L'édito du Pr Eric Baccino

Depuis la réforme de 2010, la naissance de l’Office national de la médecine légale et la création du DES de « Médecine légale et expertises médicales », il est à peu près clair pour tous que l’activité de notre spécialité repose sur trois piliers : le cadavre (levée de corps, autopsie), l’examen des personnes gardées à vue, la prise en charge des victimes vivantes. Nombre de ces différents aspects ont été largement abordés dans les précédents congrès francophones.

Il nous a semblé nécessaire de mener pour cette édition une réflexion sur certaines zones frontières, marginales, voire méconnues de notre spécialité car c’est peut-être là que se situe les perspectives de développements, le futur. Ce 52e congrès se tenant à Montpellier, ville dont la faculté de médecine célèbre en 2020 son 800e anniversaire et l’avenir prenant sa source dans le passé, ce sera le moment indiqué pour aborder ces sujets.

Nous traiterons donc de l’histoire de la médecine légale et de problèmes particuliers, certes déjà actuels mais appelés d’après moi à se développer : les personnes âgées victimes de maltraitance ; les migrants (examen de victime de tortures, y compris mutilation sexuelle, détermination de l’âge) ; la thanatologie qui sera représentée par la levée de corps, déjà problématique dans les zones de déserts médicaux (certains ayant déjà envisagé de faire appel à des infirmières pour l’effectuer) ; la démographie médicale et l’absence de texte réglementaires précisant clairement les indications autopsique laissent peu d’espoir d’amélioration dans le futur.

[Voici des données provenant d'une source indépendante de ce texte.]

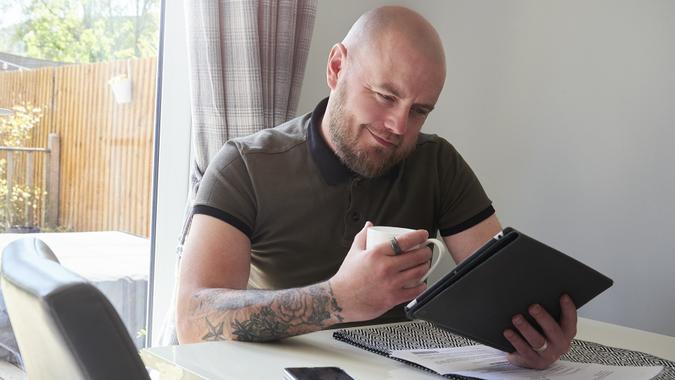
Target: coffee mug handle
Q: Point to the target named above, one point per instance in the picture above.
(434, 263)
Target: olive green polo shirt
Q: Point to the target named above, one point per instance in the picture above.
(301, 206)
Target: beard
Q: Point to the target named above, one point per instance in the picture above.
(367, 163)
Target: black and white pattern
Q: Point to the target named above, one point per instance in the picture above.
(421, 335)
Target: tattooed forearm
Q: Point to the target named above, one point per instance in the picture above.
(258, 315)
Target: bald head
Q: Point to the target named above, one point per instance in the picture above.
(386, 27)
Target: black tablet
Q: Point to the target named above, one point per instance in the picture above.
(501, 279)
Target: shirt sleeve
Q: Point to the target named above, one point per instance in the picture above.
(226, 191)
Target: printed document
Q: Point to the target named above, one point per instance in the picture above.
(488, 363)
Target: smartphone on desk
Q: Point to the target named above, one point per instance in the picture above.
(315, 373)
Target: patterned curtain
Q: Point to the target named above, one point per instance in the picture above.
(247, 61)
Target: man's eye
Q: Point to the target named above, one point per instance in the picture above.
(420, 112)
(384, 97)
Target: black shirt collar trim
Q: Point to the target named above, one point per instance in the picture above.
(329, 164)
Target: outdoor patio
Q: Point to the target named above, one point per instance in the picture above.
(117, 263)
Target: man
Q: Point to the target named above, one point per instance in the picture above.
(277, 243)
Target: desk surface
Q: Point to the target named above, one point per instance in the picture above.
(240, 360)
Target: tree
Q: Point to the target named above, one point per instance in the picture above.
(86, 30)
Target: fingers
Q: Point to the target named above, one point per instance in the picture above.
(537, 350)
(532, 338)
(568, 316)
(412, 240)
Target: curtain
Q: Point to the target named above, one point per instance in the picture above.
(246, 61)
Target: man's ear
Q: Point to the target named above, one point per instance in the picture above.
(336, 59)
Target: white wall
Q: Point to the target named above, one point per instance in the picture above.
(566, 111)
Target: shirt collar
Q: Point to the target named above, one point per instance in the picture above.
(333, 170)
(329, 164)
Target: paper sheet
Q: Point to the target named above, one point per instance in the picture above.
(488, 363)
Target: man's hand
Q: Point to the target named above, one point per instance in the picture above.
(370, 282)
(535, 350)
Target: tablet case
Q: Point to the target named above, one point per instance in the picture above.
(503, 278)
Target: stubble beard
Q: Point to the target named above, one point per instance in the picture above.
(368, 164)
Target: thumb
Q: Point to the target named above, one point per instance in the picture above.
(360, 238)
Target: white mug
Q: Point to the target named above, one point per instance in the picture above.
(383, 234)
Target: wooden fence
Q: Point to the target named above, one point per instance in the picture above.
(106, 147)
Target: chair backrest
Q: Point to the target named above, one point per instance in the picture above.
(64, 326)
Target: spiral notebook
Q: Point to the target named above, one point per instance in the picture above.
(382, 340)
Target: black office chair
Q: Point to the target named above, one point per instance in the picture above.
(64, 326)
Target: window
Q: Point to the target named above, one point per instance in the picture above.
(77, 129)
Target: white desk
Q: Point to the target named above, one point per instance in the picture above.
(239, 360)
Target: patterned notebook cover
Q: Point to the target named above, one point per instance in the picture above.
(419, 335)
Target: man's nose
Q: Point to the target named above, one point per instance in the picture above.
(397, 120)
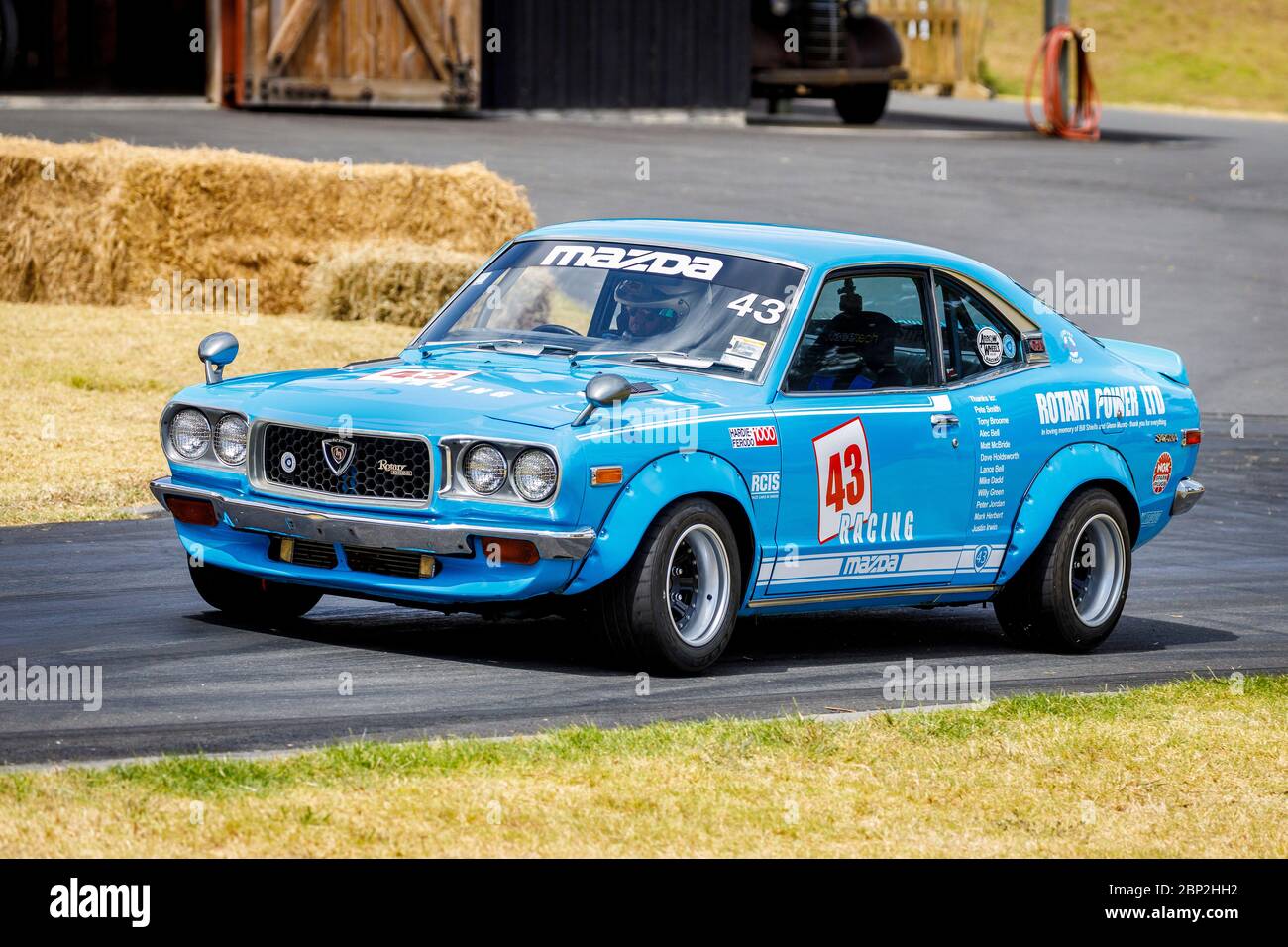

Il existe une frontière, parfois purement idéologique, qui fait que l’intégration des différentes formes d’expertise médicale à la médecine légale ne va pas de soi pour tous. Il est nécessaire d’aborder cette question en mettant en balance les besoins (manque criant dans certaines spécialités) et les possibilités de formation que nous pourrions offrir.

La dernière frontière est géographique : nous avons pour ambition dès 2021, d’étendre la francophonie bien au-delà de la France et du français qui en 2050 sera la langue la plus parlée au monde.